Olhou sem medo o Samorim e provou-lhe, em palavras eloquentes, como
ele se deixava afinal levar pelas perfídias dos Mouros... Nem pirata, nem
desterrado podia ser — pois que, se o fosse, para que viria tão distante da
sua Pátria buscar hospitalidade, se em terras mais próximas a poderia ter
encontrado?
Para quê experimentar calores insuportáveis dos trópicos, frios terríveis
soprando do Polo Sul, perigos incessantes do Mar furioso, se uma alta
razão, um ideal grande o não movessem e guiassem?
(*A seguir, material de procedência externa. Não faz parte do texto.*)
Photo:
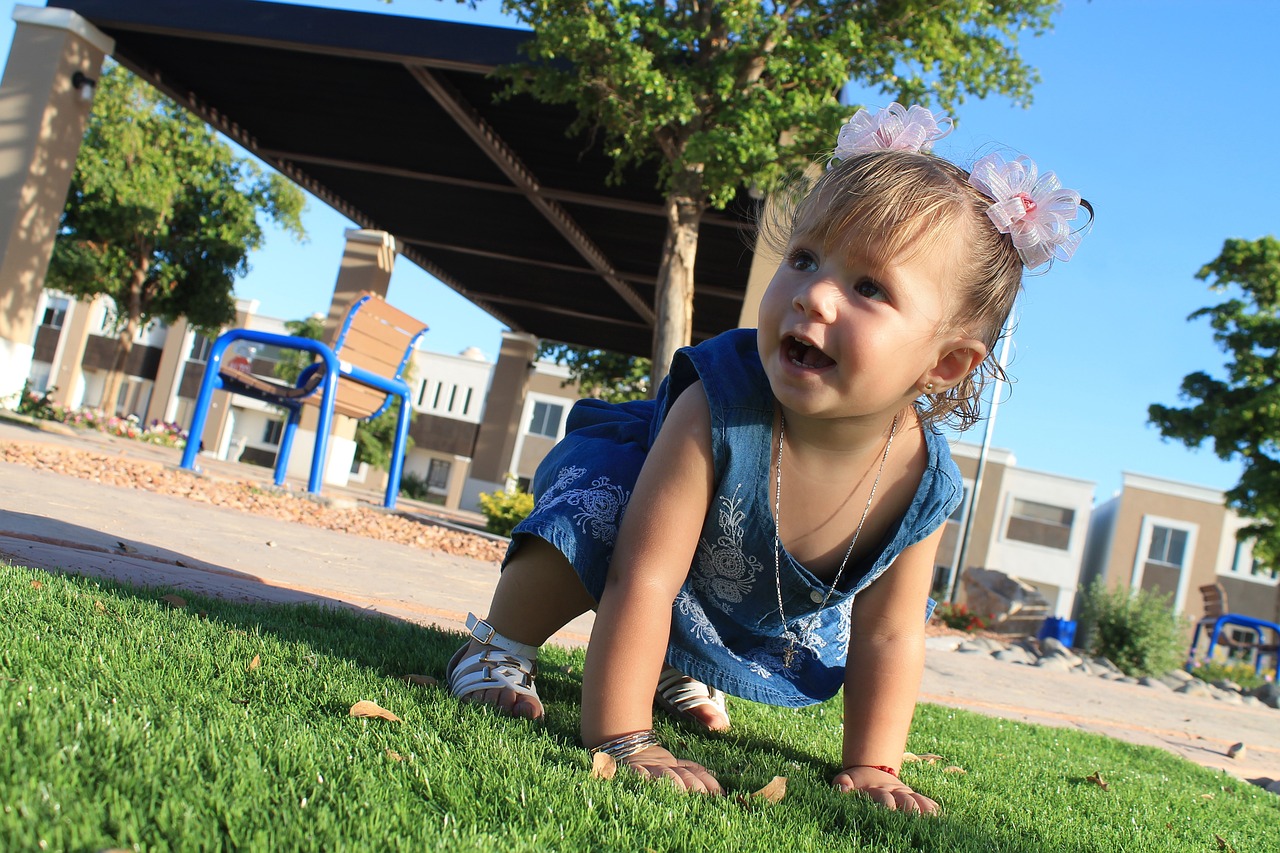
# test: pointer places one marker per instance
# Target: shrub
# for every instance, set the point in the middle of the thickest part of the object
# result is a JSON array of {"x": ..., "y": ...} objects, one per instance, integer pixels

Presentes não os trazia, porque os barcos eram poucos e pequenos, e não
os devia carregar demais para tão longa travessia.
E nem para trazer presentes fizera a sua viagem, mas apenas para alcançar
aquele clima longínquo, onde estavam as praias tão faladas e tão
desconhecidas da índia... Se a fortuna permitisse a sua volta à Pátria, então
o Samorim receberia uma dádiva soberba, que ele mesmo lhe ofereceria...
Quanto à audácia e coragem que tão difícil empresa significava — dizia o
Gama sem se exaltar — não a estranhasse o Samorim.
É velha tendência dos Portugueses essa de querer desvendar os mares
ignotos, propondo-se os seus Reis e o seu povo vencer para isso todos os
trabalhos e canseiras, impelidos pela nobre curiosidade de saber onde
ficam os derradeiros horizontes do Mundo... Já assim o tentara o Infante D.